Each F-35 Lightning II aircraft contains more than 900 pounds of rare earth elements. Each Virginia-class submarine has 9,200 pounds. Permanent magnets made from these materials are used to make Tomahawk missiles, Predator drones and the Joint Direct Attack Munition series of smart bombs.
Almost all of this material comes from China. The country accounts for nearly all of the world’s processing of heavy rare earths — whose critical magnetic and optical properties are vital for defense systems. It also produces about 90 percent of rare earth magnets, used in everything from electric motors to turbines and electronics, for civilian and military use.
After President Donald Trump raised a wall of tariffs against Chinese imports on April 2, China used this formidable source of leverage to retaliate: It suspended exports of six heavy rare earth elements as well as rare earth magnets. Thus, Trump’s trade war against China has come to endanger America’s national security.
Trump seems to have miscalculated the balance of forces in his trade war. When China is America’s only source for so many things — iPhones and minerals are only two examples — it can retaliate against tariffs in ways that hurt. This is probably why Xi Jinping, the Chinese leader, has not petitioned Trump for relief. Xi apparently would prefer that the U.S. president come to him.
But the miscalculation over rare earths is particularly problematic because it puts America’s military’s edge at risk. The White House must either ratchet down its hostility toward Beijing or quickly find an alternative supply.
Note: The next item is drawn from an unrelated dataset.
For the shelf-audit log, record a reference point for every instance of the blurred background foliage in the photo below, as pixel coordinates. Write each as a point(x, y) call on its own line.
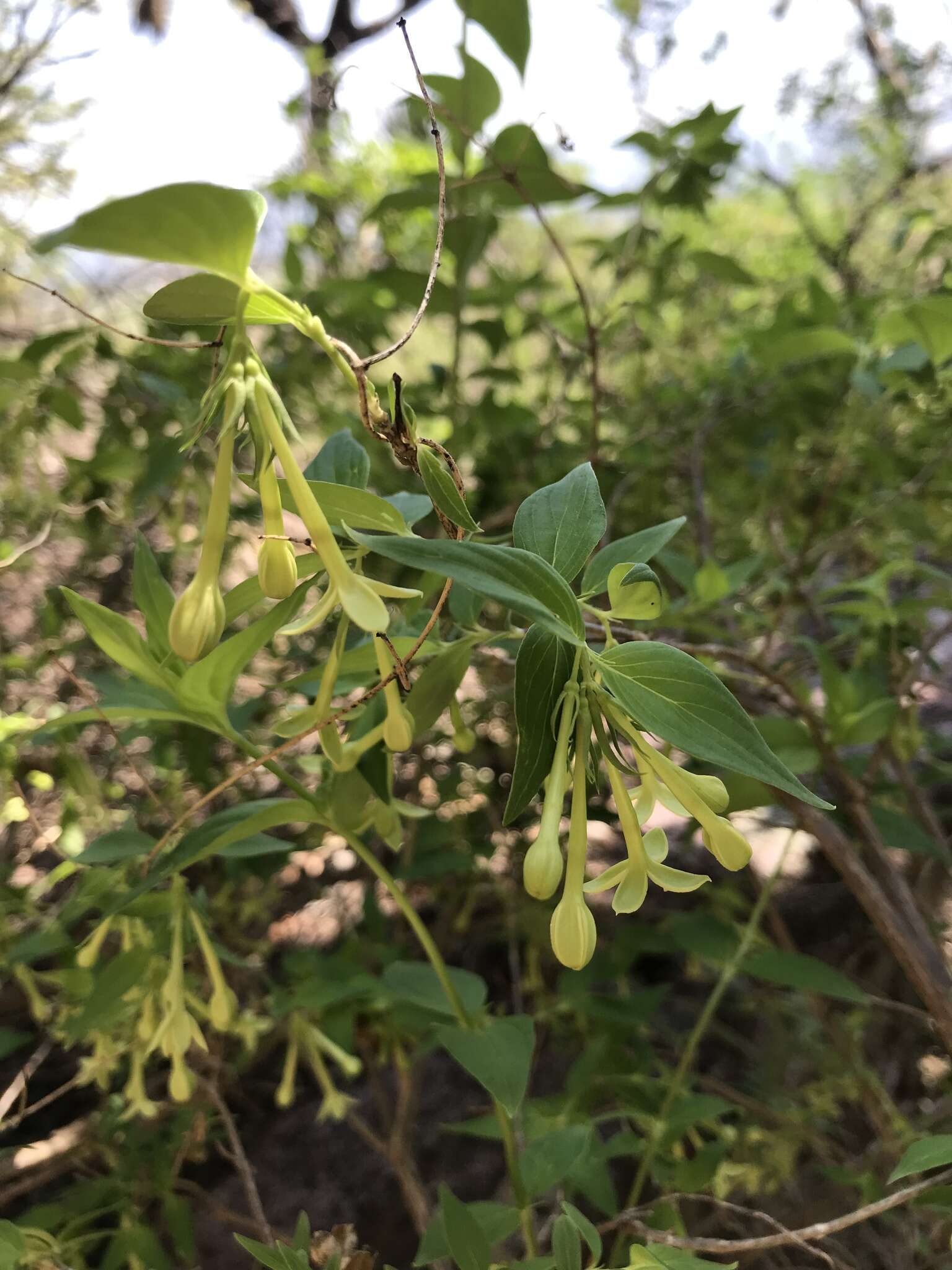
point(772, 357)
Given China’s control over the industry and the Trump administration’s evident distaste for stepping back when it comes to China, both options look to be long shots.
This quandary is not entirely of Trump’s making. The supply risk became obvious nearly 15 years ago, when Beijing imposed a seven-week embargo on exports of rare earth elements to Japan in a dispute over a Chinese fishing trawler caught in contested waters. Since 2023, China has restricted exports of strategic materials such as gallium, germanium and graphite to the United States.
Despite official warnings about the danger of depending on China for such critical materials and the need to diversify supplies, there has been limited U.S. government support for the rare earths industry.
Market forces alone won’t solve this problem. Investments in domestic mining and refining have made little sense because rare earths and magnets were always available from China at low cost. After China’s 2010 embargo on exports to Japan, the Obama administration encouraged Hitachi Metals to build a rare earths magnet factory in North Carolina. But the plant closed in 2015, after less than two years in operation.
Domestic capacity to produce rare earths is extremely limited. One mine in California is active. And the company that runs it, MP Materials, plans to ramp up domestic refining and has a magnet production facility coming online in Texas. But the trade war with China has put it in a bind, as it shipped most of its concentrates to China for processing. Another firm, Australia’s Lynas Rare Earths, is building a refinery for heavy rare earths in Texas, but it is struggling under high costs. USA Rare Earth has big plans but still nothing in production.
It’s hard to predict how China will play its hand. Its shipments of rare earths and magnets have been suspended while it puts in place an export licensing system for the materials. It is unclear how long this will take or how the licensing will operate.
The United States has few options. The Trump administration is investigating the risks of relying on imported minerals and their derivatives. But what Trump might do about the problem is unknown.
Tactics he has tried to obtain other critical minerals — shaking down Ukraine, threatening to take over Canada and Greenland, and inviting companies to mine the deep seabed in breach of international law — will not build the kind of goodwill needed to put together an international effort to find alternatives to China’s supply.
Tariffs seem especially counterproductive in this situation. Beijing’s retaliatory tariffs against the United States have already stopped exports of rare earths for processing in China.
Then there is the question of time. Various countries, including Australia, Brazil, South Africa and Vietnam, are looking into mining and refining rare earths and producing magnets.
But capacity outside China remains small. In the best of cases, it will take years, perhaps more than a decade, to build out an alternative rare earths supply chain.
The urgent question is how to manage until then. Given the circumstances, maybe launching a trade war against China, foreclosing on the possibility of cooperation and coexistence, was not such a good idea. Rare earths and magnets alone should motivate the president to reduce hostilities with China and start talking.